Chelsea looked at the time and saw precious minutes go sailing by. If she called now she could register an exception for her work attendance. But it would require explaining about the tech failure at her home and the delay at the pharmacy. Which would then be recorded in her profile and have negative assessment qualities as it related to her conduct of her life outside of her work duties. Chelsea really envied people who could have breakdowns or just go insane; toss away all of their responsibilities and live their lives medicated and supervised by the federal government. She really wished she had that option. She was returning to the question of which action to take – to call in or take the attendance notation – when she felt her panel vibrate. She took it from her purse, terrified that it was her supervisor. She needn’t have worried. She accepted the communication. There was never an attendance or adverse performance entry made in her record.
Thirty seconds later Chelsea Maccabee, muttering, “Meat Puppet,” left the building, being told by the auto-greeter to, “Enjoy your wellness,” after disarming an HDMP officer and killing all of the customers and one employee in the store. From there she walked half a block and blew up the data hub that covered a seven block section of Canton, Michigan.
Forty minutes later, the helicopter began decelerating, and Jamie felt a light floating feeling as they moved lower across Ohio, Lake Erie and finally the bottom corner of Lake Huron.

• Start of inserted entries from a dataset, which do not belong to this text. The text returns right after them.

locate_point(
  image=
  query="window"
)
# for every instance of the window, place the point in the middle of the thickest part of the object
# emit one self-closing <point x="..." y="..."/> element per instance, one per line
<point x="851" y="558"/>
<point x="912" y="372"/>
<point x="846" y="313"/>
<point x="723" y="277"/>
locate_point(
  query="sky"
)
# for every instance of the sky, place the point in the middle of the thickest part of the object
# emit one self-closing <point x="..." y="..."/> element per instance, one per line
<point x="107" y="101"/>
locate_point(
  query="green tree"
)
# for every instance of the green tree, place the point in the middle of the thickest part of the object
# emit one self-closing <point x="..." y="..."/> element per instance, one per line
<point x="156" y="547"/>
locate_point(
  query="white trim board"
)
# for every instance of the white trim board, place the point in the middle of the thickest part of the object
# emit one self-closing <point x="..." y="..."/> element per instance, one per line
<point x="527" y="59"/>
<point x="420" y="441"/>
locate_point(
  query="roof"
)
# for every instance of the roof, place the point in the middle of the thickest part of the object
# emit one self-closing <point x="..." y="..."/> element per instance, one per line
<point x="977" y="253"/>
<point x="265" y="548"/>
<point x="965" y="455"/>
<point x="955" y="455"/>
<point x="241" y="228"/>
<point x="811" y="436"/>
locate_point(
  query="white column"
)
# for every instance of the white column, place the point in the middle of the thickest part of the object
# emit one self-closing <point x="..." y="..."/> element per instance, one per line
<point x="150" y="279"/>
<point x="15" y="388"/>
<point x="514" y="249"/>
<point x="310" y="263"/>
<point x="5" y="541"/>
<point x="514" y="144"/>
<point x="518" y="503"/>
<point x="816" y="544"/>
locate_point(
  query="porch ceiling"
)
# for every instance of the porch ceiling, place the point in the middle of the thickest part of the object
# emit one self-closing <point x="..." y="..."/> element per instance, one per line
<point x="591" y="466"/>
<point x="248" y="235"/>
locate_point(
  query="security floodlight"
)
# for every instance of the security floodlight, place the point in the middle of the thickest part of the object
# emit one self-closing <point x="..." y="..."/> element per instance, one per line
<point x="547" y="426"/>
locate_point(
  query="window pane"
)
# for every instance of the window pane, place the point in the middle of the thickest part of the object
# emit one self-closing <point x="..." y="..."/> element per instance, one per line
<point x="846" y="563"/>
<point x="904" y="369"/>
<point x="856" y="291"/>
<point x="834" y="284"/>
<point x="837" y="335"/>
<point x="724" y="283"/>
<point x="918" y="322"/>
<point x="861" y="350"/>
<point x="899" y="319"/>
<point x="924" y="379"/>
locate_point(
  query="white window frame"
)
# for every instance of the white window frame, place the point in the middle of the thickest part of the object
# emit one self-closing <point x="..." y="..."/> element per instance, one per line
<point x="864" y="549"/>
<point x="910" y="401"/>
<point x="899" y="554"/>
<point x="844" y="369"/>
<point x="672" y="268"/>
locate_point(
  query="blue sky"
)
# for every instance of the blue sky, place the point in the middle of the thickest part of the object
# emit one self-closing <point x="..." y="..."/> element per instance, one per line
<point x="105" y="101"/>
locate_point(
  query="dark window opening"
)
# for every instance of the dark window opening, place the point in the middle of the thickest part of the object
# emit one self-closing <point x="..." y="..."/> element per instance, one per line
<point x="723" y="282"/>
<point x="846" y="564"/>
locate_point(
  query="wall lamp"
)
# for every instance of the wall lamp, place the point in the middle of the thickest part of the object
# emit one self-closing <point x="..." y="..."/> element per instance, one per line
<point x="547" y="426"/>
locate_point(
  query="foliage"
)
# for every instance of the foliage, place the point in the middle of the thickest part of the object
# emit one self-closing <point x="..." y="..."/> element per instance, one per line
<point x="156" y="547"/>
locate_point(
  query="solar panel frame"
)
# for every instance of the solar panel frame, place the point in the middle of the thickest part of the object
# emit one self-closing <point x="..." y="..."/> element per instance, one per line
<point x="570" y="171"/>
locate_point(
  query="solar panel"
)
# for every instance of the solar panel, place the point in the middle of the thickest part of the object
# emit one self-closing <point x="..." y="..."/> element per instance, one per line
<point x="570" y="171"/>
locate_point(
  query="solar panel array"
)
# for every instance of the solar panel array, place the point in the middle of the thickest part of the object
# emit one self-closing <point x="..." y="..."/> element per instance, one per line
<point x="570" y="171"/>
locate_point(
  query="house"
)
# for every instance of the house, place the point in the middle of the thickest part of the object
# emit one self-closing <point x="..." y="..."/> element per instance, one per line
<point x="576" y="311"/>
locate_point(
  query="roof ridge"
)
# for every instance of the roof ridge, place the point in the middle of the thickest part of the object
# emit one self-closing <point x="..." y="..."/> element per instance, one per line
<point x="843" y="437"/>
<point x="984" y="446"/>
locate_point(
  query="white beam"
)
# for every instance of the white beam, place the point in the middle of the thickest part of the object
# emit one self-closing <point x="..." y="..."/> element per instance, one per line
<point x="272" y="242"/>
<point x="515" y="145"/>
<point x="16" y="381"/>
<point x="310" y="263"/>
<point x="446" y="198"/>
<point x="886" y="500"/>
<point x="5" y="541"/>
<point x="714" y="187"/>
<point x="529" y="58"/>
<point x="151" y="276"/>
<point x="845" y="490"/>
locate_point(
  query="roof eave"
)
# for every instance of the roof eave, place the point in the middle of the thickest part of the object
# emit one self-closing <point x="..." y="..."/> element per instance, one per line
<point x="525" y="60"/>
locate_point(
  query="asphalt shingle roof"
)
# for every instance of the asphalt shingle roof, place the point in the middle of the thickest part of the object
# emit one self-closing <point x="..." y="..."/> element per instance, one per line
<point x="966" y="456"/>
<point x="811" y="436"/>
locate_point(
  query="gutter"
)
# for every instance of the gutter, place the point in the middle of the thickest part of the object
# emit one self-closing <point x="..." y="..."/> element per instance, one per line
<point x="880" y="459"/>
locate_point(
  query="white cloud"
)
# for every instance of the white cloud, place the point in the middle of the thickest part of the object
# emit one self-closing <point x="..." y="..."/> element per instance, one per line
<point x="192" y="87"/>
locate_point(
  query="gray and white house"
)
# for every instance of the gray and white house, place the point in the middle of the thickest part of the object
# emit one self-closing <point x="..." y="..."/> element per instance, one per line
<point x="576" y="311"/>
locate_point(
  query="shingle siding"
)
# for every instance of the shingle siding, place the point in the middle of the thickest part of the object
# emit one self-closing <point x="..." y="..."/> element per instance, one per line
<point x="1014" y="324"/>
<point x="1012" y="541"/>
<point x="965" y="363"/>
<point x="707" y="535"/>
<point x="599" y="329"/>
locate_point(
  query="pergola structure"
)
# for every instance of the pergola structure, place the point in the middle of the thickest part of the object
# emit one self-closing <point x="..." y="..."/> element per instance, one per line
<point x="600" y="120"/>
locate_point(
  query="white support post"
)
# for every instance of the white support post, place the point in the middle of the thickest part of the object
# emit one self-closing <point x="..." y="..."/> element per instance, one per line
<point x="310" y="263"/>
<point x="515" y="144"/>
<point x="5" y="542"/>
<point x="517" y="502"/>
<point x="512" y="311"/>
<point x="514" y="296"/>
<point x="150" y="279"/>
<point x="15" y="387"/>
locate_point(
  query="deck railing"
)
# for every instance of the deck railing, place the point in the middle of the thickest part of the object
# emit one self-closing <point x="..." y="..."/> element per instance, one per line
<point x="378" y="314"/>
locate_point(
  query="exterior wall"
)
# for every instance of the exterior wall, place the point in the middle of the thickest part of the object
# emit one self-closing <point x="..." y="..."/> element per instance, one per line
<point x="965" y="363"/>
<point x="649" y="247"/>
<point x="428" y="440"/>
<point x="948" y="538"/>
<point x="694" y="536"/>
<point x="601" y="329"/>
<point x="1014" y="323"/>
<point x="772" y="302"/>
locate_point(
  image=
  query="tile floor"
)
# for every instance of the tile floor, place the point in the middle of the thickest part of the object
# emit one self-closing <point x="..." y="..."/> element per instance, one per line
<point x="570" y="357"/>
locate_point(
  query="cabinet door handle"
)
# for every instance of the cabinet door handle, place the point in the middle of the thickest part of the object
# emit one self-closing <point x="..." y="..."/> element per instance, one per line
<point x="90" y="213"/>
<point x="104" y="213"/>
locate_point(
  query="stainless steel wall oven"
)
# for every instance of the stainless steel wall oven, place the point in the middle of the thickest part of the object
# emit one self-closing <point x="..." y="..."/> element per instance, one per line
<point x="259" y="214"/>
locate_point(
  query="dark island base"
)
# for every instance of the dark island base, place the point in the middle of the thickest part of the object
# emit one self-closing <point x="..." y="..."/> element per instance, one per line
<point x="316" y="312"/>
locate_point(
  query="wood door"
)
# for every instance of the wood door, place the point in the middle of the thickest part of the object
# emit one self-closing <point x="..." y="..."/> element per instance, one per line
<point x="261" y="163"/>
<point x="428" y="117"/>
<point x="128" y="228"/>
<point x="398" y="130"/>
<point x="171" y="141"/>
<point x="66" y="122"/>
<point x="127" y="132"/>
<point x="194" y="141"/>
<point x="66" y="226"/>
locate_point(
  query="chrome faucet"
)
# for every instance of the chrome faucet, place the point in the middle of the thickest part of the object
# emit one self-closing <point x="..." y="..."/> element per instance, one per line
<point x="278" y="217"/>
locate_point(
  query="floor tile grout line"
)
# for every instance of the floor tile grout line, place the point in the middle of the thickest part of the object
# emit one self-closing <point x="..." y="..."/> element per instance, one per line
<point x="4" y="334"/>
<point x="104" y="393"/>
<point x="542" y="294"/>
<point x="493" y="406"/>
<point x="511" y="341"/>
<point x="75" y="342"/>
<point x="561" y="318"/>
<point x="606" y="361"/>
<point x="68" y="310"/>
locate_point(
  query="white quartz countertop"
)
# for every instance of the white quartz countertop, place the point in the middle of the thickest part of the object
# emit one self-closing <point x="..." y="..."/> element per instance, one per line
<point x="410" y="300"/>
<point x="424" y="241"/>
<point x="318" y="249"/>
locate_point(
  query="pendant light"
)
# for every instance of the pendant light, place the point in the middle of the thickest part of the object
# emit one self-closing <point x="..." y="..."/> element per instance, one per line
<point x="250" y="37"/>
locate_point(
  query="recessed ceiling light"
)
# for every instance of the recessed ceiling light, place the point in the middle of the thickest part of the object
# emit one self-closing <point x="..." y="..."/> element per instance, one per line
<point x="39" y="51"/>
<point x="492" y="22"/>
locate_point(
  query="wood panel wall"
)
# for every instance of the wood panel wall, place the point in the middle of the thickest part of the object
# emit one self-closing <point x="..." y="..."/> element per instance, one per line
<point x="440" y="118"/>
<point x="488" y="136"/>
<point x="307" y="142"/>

“We are going to be doing this old school,” Captain Blaise announced, before opening up a radio frequency.
He identified his flight and clearance to the control tower and Jamie could only hear half of the conversation. What he could make out was Blaise explaining patiently that he would be arriving. They would have a landing pad cleared for him and that they were to give him the approach path verbally. Blaise started to yell at one point, “That is a negative, you cannot up load vectors to us, tech is down. Repeat, auto navigational tech is down.”
“Then get your supervisor on or someone who passed their basic exam because this is basic stuff we are talking about here.”